By PATRICK CONDON
ST. PAUL, Minn. (AP) — The push for Vikings stadium funding at the Minnesota Capitol was regaining momentum Thursday, less than 24 hours after it appeared to fall apart for the year.
Gov. Mark Dayton met Thursday morning with lawmakers who support a state stadium subsidy. The lawmakers say they plan to introduce a detailed proposal soon and air it in public hearings.
Stadium backer Sen. Julie Rosen said she still wants to settle the issue before the regular legislative session starts in late January. Her fellow chief stadium sponsor, Rep. Morrie Lanning, said it's likely the chief source of state funds will be tax revenue from expanded gambling.
"What's the saying? Reports of the demise of the Vikings stadium are greatly exaggerated," said Lanning, a Republican from Moorhead.
Dayton had lashed out at legislative leaders a day earlier for not backing his drive to resolve the issue before the Vikings' Metrodome lease runs out in early February. But he said he was encouraged that the project's backers reached out to him Thursday morning — and that he was willing to let supporters in the Legislature take the lead on assembling a proposal that their fellow lawmakers can consider.

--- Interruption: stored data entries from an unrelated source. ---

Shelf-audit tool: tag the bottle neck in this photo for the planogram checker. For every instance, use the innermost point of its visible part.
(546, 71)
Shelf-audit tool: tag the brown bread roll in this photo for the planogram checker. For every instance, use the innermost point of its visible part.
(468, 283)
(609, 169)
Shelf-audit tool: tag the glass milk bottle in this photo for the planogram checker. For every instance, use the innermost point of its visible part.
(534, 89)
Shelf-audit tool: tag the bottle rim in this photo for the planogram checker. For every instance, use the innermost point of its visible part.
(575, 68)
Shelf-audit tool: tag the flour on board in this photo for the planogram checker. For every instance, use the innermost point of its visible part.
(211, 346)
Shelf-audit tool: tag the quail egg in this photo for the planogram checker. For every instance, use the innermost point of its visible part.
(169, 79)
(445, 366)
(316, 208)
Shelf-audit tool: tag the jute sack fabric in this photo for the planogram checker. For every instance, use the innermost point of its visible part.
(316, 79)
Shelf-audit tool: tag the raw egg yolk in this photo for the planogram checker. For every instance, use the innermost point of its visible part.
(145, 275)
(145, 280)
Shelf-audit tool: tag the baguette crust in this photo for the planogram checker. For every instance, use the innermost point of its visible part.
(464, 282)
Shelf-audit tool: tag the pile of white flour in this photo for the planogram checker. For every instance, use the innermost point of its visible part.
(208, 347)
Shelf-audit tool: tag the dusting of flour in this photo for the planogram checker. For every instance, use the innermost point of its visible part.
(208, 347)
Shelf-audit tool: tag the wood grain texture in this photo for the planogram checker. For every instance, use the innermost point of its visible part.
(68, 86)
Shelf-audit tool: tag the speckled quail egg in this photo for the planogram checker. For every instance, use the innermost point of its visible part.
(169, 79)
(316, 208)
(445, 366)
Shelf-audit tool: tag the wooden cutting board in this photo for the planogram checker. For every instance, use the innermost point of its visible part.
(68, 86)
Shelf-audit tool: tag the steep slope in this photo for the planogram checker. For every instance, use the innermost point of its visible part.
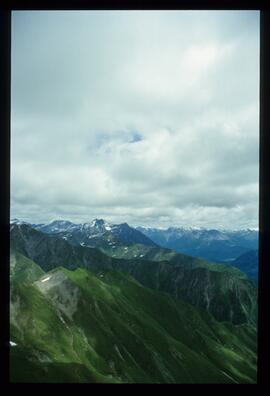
(213, 245)
(98, 233)
(223, 291)
(77, 327)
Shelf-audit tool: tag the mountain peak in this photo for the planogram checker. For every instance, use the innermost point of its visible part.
(97, 222)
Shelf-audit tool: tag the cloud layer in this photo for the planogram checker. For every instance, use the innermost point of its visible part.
(146, 117)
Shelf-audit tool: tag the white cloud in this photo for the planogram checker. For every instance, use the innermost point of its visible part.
(144, 117)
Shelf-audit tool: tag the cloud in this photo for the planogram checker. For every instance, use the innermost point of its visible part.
(146, 117)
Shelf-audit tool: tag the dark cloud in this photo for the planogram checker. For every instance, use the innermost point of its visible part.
(146, 117)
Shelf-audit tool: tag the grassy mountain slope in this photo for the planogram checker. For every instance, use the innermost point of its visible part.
(79, 327)
(223, 291)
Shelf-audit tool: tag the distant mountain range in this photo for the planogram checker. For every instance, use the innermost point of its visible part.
(75, 326)
(97, 302)
(221, 289)
(237, 248)
(211, 244)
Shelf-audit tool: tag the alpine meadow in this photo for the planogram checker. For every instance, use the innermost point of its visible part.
(134, 197)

Dayton and lawmakers said a special session before Thanksgiving was no longer a possibility, but no one closed the door on the chance that Dayton could call them back to the Capitol either in December or even early January, prior to their official convening.

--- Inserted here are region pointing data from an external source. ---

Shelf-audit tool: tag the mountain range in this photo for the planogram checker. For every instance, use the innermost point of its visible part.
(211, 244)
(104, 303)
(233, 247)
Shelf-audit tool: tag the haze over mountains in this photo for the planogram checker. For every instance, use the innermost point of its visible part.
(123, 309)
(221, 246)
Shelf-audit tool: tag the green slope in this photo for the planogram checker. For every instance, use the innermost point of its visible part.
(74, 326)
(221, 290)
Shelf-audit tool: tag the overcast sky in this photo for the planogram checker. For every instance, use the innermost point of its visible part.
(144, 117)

The Vikings have sought a replacement for the Metrodome for most of the last decade, calling the downtown Minneapolis venue no longer sufficiently profitable. Team officials have refrained from direct threats to leave Minnesota in the absence of a new stadium, but Dayton and other supporters have said they take such a scenario seriously.
Several possible sites have been under consideration. The team is backing a $1.1 billion stadium in a suburban area north of the Twin Cities, but three sites in downtown Minneapolis seem to remain as possibilities given they carry a lower price tag. Rosen said it was possible lawmakers could even introduce more than one stadium bill tied to different sites.